Employers can help workers feel secure in uncertain job market

With many people looking for a job right now, it seems employers would be in the driver’s seat when working with their employees.

But with workers concerned about 401(k) reductions, benefit cuts and layoffs, now is just as important as any time for companies to show commitment and investment in their workforce, industry leaders say.

James Guthrie, professor at the School of Business at Kansas University, says retaining a business’ existing workforce is important to a company’s success.

“Layoffs can often lower performance,” Guthrie said. “No matter the type of business, when termination rates increase, operation performance decreases.”

Guthrie said that when employees leave, a business loses institutional knowledge that can only be gained through years of experience in a job. Layoffs may temporarily cut labor costs, but companies need to be aware of the value of experienced workers and the effect it can have on the future of the business. Guthrie says major companies, such as Southwest Airlines and Lincoln Electric, have realized this and have worked to avoid layoffs.

“They may not be guaranteeing jobs right now, but these companies are offering employment security,” Guthrie said.

Guthrie said companies may also choose furloughs or attrition instead of large layoffs. He said businesses must understand layoffs can also bring voluntary termination because employees suddenly feel nervous about their job security. Voluntary termination could result in the company losing their most experienced and valuable workers.

“Companies need to preserve a sense of commitment,” Guthrie said. “If people feel like they have a future with a company, they’re more likely to stay.”
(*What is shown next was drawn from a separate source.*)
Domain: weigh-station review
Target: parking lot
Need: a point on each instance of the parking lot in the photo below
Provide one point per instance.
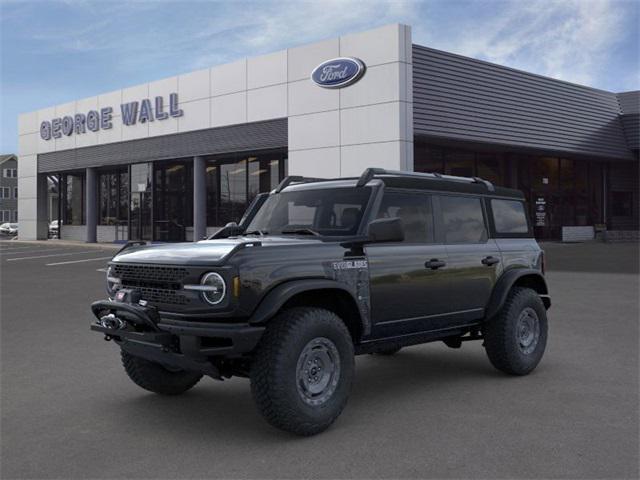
(69, 411)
Westar Energy spokesman Nick Bundy says the utility’s officers have been forthcoming about the state of the company. As a result of cooler-than-usual temperatures last summer, the company had to lay off 21 employees in the power marketing department.

“The layoffs did create a sense of insecurity,” Bundy said. “But our officers were quick to reassure us that layoffs were truly a last resort.”

Bundy said the executive director of finance and CEO frequently have meetings to clear up employee concerns and questions. He says Westar offers unpaid time off for some employees in an effort to avoid cuts in 401(k) matches, ending incentive increases and layoffs.

Besides ensuring job security, employers need to build upon the strengths of a diverse group of employees.

Jay Pryor, a Lawrence business consultant, says current society is unique because it has four generations actively participating in the workforce — the G.I. generation, baby boomers, Generation X and Generation Y. This creates a difficult situation for employers when trying to please each group and apply each group’s skills adequately.

Pryor says employers need to strive to value all groups. The G.I.s and baby boomers bring a strong work ethic, level of maturity and reliability, and years of experience that Generation X and Y don’t have. Pryor says because Generation X and Y workers grew up in a fast-moving, instant-gratification society, they are task-oriented and fast learners who stay on top of trends.

Bundy says Westar’s linemen are overwhelmingly in the baby boomer age group. Once a year the human resources department puts together a “lineman boot camp” hoping to interest younger generations in becoming a lineman, as well as using the opportunity for current linemen to share their years of experience.

“It’s a challenge to reach the younger generations in that area,” Bundy said. “But we want to ensure experienced linemen for our future that have learned from the employees we have now.”